During the entire process, they both remained on-frequency, except for OZ999 taking slight notice of something disturbingly portentous. He partitioned his tasking to encrypt his thinking, lest Diva discover what he feared she might learn. He blocked the "if...thens" and the "if and only ifs" from their digital exchange when there, below his metal feet, he eyed photo-electronically and examined via infra-red a single primordial, inchoate, multicellular eukaryote that was squirming in the hot, radiated dirt.
He saw it as a eukaryote that wouldn't stop. He saw it as a eukaryote…with plans.
Were he to allow it to remain, he saw it as an eventual threat. He feared some Pault'on might evolve hundreds of millennia from now. He paused for a picosecond when he considered it might also mean a new Paula might just as well emerge from this humble start at his feet. Then he reconsidered for another picosecond, only to quash the counterargument after yet another picosecond.

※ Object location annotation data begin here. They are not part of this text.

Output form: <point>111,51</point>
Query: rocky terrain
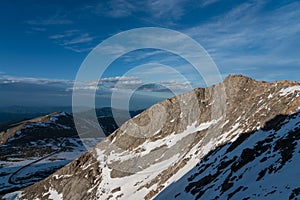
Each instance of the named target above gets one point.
<point>235,140</point>
<point>33,149</point>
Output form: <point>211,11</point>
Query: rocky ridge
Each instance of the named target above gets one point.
<point>199,143</point>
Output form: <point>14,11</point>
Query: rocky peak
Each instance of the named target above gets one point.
<point>162,144</point>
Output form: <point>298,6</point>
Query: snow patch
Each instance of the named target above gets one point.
<point>289,90</point>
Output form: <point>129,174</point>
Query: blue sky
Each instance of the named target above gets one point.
<point>43,43</point>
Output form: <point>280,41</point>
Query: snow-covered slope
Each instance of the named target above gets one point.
<point>211,143</point>
<point>32,150</point>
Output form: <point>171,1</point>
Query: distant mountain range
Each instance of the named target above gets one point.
<point>33,149</point>
<point>239,139</point>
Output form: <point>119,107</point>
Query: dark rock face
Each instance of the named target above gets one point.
<point>34,149</point>
<point>238,139</point>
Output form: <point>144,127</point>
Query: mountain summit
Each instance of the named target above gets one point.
<point>234,140</point>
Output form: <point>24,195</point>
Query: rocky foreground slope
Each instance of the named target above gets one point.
<point>234,140</point>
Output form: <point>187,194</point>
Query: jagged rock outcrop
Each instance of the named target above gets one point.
<point>213,143</point>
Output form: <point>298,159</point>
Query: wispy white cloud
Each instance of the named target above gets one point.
<point>52,20</point>
<point>74,40</point>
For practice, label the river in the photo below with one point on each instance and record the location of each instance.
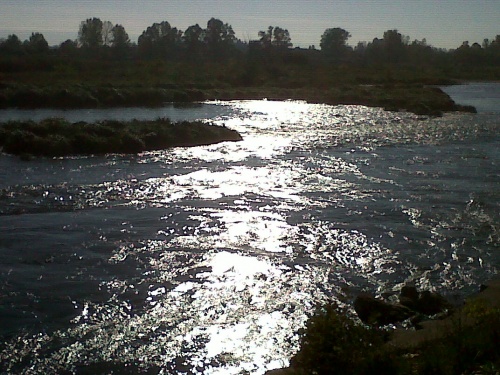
(208, 260)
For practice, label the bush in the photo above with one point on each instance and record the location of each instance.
(333, 343)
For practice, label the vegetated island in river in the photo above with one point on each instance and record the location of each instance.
(57, 137)
(417, 98)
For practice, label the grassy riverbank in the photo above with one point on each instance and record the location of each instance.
(91, 84)
(415, 98)
(465, 342)
(58, 137)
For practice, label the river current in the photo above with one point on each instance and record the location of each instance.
(208, 260)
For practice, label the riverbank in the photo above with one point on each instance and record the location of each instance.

Even if letting this primordial beast live meant someone possibly close to the Paula he still loved could one day be his, it wouldn't be that in any way. She just wouldn't be Paula. Not his Paula, so Paula could never be his again. True, she might be similar; the match might even be close. But so was Diva with whom he was exchanging his data, which he liked very much.
His encrypted conclusion invoked a phrase from some ancient music of his past:
If you can't be with the one you love, love the one you're with.
His decision was unilateral. He had no intention of letting Diva weigh in, for she might wager all on the possibility of another Pault'on or someone like him.
He extended his titanium foot, nonchalantly, and stepped on the nascent lifeform, thereby ending its evolutionary line summarily.
“Never again,” he muttered in encrypted code.
"What?" Diva asked.
"Oh nothing. Must have been a glitch."
"We don't get glitches," she argued.
"Even quantum computing has one error in every zettabyte of computation," he reminded her.
"Oh," she agreed, "yes. That's true. A glitch."
Ozzie's private decision was the family secret that he pledged to never reveal to Diva. How many zettabytes were needed for forgiveness? Now he felt something close to guilt and subterfuge, for he realized that his own self-serving judgment was not unlike the fatal mindset that had ended all of the civilizations for humans. But he also realized that some things were too important to allow others to interfere.
Ozzie—OZ999—the last companion anyone would ever need, had gained momentum on the Kardashev scale. He wondered if it was a slippery slope that would doom him and his Diva, like that suffered by those who had created them; or if they would live happily ever after, with unending peace on his Earth and her Terdom, until the Sun burned out.